Cependant, l'homme semble apaisé, il semble serein, au-delà de ses souffrances physiques des derniers jours, des derniers mois. Il est libéré… Tous le savent et cette pensée apaise un peu la douleur si poignante qu'ils ressentent.
Boris Deniaud s'éteint dans son sommeil le lundi 21 avril 1986 à 18 h 49. Main dans la main avec Flora. Ébranlée, la jeune femme met du temps à lâcher sa main décharnée. Elle est restée immobile un petit moment, en le fixant sans ciller. Elle prend du temps à réaliser, malgré ce dénouement prévisible et inévitable. Boris…
Ironie du sort, la voix caverneuse de Dave Gahan commençait tout juste à se faire entendre sur Black Celebration*…
Flora finit par trouver, au prix d'un effort colossal, la force nécessaire pour appuyer sur la sonnette pour appeler une infirmière et de prendre le téléphone pour appeler chez le couple.
Puis, pendant quelques jours, Flora fut sinistrement occupée à déménager les cartons et les meubles à l'organisme de charité qui en hérite et à préparer les funérailles. Elle fut sinistrement occupée à réaliser, à pleurer, la mort de son ami et le vide que cette dernière a engendré…
Ce n'est que la veille de son retour au travail qu'elle se rappelle du cahier et de sa promesse. Elle s'en voulu d'avoir oublié de le lire, mais elle se dit que vaut mieux tard que jamais.
La jeune femme prit donc le cahier qu'elle avait laissé avec le carnet d'adresses sur la table basse de son salon et s'assit dans un fauteuil. En le feuilletant, elle s'aperçut qu'il avait effectivement écrit énormément.
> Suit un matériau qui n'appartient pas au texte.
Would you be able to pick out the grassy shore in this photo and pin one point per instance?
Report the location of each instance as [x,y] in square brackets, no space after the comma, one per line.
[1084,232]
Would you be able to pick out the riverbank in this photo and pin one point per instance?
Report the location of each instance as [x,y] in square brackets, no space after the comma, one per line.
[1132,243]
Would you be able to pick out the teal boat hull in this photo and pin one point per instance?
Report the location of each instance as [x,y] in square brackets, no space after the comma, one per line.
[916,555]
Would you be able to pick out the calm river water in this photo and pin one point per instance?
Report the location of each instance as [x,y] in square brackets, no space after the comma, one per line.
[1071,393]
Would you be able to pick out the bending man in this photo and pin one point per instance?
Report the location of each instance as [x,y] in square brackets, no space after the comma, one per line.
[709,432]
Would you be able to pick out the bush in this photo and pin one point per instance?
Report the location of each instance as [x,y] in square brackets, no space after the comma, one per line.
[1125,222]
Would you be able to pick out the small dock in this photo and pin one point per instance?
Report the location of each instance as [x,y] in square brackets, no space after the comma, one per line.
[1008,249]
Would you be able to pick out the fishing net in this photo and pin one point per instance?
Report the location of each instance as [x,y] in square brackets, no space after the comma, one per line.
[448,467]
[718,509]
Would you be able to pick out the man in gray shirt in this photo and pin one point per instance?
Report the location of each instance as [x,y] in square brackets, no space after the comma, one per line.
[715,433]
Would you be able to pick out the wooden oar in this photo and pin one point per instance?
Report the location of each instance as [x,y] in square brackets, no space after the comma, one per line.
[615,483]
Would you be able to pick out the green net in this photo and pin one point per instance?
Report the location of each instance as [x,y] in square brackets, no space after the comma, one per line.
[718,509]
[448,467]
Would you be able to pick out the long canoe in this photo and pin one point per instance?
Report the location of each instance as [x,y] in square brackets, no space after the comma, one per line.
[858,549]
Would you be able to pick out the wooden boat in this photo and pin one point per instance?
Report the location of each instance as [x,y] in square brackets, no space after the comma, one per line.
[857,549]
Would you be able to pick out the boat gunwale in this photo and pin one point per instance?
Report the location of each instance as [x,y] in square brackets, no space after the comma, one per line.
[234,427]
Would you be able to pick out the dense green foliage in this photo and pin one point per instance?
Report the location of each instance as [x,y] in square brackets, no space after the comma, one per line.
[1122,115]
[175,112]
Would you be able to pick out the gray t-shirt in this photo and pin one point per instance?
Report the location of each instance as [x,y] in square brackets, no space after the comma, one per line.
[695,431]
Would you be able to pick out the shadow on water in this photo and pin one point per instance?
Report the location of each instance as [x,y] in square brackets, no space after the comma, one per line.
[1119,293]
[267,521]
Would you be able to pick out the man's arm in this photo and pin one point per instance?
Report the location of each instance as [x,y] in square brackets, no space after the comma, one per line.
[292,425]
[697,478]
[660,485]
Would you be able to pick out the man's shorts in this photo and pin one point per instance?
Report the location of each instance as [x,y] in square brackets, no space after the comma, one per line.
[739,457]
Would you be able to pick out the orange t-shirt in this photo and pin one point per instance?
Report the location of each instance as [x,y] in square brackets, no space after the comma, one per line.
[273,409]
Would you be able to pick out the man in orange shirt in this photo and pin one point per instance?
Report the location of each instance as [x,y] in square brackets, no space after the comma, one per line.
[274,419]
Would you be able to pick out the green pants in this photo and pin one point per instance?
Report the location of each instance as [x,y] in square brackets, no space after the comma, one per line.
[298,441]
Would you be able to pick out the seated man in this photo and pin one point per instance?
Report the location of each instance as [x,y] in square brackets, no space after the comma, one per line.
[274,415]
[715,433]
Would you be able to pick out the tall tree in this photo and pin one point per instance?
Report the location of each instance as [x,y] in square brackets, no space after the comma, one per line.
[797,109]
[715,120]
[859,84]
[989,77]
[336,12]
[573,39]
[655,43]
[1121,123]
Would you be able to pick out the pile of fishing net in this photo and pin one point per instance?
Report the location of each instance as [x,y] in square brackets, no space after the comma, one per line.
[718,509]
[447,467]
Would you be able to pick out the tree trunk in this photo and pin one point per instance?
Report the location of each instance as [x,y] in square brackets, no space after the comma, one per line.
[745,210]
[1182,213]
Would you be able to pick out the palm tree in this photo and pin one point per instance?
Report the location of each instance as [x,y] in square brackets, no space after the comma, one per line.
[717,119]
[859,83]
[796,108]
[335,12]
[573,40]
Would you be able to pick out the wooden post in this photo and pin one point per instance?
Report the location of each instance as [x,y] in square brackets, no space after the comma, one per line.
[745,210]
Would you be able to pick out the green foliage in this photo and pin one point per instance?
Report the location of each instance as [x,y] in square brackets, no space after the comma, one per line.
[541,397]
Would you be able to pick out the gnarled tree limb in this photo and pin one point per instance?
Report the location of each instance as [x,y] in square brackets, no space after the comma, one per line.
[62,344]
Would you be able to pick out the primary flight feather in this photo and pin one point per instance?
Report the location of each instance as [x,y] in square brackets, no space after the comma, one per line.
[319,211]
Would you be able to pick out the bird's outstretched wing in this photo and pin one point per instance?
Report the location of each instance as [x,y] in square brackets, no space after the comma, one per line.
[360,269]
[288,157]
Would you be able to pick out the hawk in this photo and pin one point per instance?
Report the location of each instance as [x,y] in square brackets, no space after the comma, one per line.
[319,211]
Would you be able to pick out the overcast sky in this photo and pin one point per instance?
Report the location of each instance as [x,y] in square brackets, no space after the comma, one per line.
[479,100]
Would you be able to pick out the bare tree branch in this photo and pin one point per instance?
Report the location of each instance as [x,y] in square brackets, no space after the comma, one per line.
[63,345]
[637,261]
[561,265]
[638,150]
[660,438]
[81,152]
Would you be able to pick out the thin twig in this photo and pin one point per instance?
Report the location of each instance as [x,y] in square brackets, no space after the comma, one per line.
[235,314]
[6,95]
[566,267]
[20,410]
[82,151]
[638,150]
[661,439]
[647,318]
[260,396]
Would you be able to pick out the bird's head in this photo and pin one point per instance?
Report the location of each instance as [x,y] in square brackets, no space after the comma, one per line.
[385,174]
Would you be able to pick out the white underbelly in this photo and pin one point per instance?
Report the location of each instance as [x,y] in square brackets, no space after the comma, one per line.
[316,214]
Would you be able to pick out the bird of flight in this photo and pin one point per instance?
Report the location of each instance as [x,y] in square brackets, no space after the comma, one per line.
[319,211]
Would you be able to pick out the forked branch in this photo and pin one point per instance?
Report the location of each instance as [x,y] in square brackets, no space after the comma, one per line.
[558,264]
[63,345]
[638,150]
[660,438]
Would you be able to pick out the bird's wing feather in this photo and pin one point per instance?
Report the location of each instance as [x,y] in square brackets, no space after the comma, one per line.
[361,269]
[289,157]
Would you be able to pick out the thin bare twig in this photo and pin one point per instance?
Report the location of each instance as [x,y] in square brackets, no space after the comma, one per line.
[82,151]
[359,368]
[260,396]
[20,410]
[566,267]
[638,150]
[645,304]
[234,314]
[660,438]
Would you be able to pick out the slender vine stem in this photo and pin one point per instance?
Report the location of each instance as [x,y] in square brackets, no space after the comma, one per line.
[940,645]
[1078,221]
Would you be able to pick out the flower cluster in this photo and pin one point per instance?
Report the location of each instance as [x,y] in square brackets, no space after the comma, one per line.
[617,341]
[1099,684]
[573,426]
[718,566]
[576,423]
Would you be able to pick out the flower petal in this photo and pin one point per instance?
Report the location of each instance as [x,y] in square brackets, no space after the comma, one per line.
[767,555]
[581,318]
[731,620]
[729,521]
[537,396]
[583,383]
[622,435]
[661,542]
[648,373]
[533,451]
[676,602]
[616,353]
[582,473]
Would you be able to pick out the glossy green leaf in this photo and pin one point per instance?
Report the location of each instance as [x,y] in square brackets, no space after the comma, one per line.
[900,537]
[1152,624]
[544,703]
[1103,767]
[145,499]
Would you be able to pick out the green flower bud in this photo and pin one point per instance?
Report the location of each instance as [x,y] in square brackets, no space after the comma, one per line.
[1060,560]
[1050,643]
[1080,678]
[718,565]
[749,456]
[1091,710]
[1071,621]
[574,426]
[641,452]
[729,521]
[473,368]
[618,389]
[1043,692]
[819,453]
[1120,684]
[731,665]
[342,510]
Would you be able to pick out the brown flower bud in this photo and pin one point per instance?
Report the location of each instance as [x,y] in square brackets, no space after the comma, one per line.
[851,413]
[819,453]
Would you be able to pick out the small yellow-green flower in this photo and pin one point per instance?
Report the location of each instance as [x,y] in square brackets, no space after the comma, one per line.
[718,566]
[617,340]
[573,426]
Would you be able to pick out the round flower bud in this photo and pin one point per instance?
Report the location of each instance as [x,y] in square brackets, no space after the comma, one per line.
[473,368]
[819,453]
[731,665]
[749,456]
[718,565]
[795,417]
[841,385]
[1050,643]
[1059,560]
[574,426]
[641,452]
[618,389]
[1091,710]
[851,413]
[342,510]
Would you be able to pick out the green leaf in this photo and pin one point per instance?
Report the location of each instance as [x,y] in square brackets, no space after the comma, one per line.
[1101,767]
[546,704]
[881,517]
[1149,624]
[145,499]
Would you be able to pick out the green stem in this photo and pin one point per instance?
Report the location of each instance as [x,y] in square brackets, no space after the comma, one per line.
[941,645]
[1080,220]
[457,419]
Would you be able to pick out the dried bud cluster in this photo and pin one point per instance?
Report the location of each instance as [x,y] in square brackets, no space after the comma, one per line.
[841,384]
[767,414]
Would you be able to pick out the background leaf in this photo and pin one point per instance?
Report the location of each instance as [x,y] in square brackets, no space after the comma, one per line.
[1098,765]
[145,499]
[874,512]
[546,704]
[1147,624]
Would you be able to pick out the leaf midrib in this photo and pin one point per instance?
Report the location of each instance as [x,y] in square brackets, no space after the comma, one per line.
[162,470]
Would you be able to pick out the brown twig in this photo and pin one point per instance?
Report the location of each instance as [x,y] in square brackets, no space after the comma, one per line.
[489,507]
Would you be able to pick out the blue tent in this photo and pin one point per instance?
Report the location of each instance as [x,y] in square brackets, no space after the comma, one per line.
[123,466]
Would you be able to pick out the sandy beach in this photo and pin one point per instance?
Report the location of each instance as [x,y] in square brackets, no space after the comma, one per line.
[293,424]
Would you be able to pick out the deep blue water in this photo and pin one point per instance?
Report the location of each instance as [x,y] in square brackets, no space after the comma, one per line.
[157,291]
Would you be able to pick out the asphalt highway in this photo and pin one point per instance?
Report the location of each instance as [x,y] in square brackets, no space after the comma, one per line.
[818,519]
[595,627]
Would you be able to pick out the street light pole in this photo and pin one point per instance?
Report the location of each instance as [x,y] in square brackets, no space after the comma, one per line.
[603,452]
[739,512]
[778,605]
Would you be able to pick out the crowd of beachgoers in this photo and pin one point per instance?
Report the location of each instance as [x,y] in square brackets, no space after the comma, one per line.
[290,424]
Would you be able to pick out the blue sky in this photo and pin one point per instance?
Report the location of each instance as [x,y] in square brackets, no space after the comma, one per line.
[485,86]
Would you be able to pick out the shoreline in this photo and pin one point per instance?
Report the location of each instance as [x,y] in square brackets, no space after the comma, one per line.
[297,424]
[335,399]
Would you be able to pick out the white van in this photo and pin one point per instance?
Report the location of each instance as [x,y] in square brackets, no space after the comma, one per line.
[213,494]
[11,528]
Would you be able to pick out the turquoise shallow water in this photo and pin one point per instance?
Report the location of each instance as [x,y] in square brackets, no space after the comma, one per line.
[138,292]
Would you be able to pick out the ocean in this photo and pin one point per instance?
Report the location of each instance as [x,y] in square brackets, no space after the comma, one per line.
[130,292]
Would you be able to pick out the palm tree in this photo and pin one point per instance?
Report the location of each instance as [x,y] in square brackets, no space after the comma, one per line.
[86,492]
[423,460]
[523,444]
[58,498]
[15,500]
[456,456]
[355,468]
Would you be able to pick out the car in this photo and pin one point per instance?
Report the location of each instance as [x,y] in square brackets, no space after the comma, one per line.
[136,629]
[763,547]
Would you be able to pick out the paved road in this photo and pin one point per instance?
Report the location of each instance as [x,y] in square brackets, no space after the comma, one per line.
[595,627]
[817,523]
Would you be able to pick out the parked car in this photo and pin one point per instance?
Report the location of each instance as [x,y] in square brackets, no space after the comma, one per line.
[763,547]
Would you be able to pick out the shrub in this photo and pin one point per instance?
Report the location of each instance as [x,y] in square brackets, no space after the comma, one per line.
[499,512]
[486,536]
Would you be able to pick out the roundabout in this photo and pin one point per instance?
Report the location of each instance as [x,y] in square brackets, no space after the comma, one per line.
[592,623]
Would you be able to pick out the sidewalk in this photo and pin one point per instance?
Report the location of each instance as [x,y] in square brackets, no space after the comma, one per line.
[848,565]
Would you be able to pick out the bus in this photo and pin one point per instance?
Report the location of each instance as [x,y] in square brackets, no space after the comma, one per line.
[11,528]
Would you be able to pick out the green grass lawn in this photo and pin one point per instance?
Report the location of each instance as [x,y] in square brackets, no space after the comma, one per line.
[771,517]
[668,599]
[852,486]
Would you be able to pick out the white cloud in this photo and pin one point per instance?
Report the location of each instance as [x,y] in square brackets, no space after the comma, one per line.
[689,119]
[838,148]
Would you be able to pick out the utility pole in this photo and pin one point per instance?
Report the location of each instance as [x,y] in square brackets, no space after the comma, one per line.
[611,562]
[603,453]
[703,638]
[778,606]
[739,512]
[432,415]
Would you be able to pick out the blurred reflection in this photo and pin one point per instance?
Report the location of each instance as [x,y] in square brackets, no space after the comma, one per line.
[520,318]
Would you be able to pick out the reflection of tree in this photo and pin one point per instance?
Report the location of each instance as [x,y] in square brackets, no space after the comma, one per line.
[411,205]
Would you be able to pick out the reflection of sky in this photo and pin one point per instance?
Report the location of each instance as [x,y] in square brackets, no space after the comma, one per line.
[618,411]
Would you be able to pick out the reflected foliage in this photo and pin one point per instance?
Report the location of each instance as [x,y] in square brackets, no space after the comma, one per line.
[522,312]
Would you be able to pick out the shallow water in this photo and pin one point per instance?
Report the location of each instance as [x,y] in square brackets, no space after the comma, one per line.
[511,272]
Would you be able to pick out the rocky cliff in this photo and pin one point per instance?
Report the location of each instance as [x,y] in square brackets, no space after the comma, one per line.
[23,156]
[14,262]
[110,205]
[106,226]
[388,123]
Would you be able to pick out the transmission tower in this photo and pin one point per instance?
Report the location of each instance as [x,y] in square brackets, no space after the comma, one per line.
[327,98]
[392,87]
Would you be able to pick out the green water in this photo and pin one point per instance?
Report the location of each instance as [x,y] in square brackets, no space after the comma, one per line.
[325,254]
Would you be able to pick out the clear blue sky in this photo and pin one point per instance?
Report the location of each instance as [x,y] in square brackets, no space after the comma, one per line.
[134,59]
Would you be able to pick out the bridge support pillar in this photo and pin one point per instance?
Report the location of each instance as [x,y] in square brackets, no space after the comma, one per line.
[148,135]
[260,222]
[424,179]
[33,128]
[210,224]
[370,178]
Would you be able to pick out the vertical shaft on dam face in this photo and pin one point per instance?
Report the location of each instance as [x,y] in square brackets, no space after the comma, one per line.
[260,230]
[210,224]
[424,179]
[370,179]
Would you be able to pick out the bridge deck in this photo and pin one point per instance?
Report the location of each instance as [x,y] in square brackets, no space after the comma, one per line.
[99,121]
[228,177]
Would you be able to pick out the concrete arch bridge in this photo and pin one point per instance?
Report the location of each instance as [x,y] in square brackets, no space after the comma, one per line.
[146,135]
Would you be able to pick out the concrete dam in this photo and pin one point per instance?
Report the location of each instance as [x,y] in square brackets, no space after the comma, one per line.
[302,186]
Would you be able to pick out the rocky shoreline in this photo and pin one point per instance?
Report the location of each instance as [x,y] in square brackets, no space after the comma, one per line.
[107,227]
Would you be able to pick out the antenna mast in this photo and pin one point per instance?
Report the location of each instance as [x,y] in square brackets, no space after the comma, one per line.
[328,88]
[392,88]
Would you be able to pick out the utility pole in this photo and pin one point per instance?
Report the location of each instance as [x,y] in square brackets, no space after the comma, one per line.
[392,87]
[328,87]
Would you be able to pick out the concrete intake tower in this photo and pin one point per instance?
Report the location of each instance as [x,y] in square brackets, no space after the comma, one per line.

Ça l'avait tué! C'était insensé!
Dans les premières pages, on retrouve la belle écriture stylisée de Boris. Peu à peu, celle-ci s'est un peu transformée, moins soignée, plus brouillonne, même si elle demeure lisible. Dans les dernières pages, les lettres sont tracées de façon presque enfantine. Par-ci, par-là, quelques mots sont mal tracés. On peut ainsi voir les endroits où Boris a eu un moment d'hésitation ou a eu mal à la main…
Flora retourne à la première page du cahier, ne sachant pas à quoi s'attendre… Et elle obéit, même si ça va encore lui briser le cœur… Elle le sait, elle le sent… Son ami n'a pas fait tout cela pour rien, après tout…
Elle obéit à sa promesse et commence à lire…
Page blanche.
C'est vrai que je n'avais que 20 ans… Mais est-ce que la jeunesse peut vraiment tout expliquer ? Est-ce une explication suffisante pour tout réparer ? Est-ce une raison valable pour tout effacer de sa mémoire ?
Le temps m'a montré que c'était faux… Le temps me dévore…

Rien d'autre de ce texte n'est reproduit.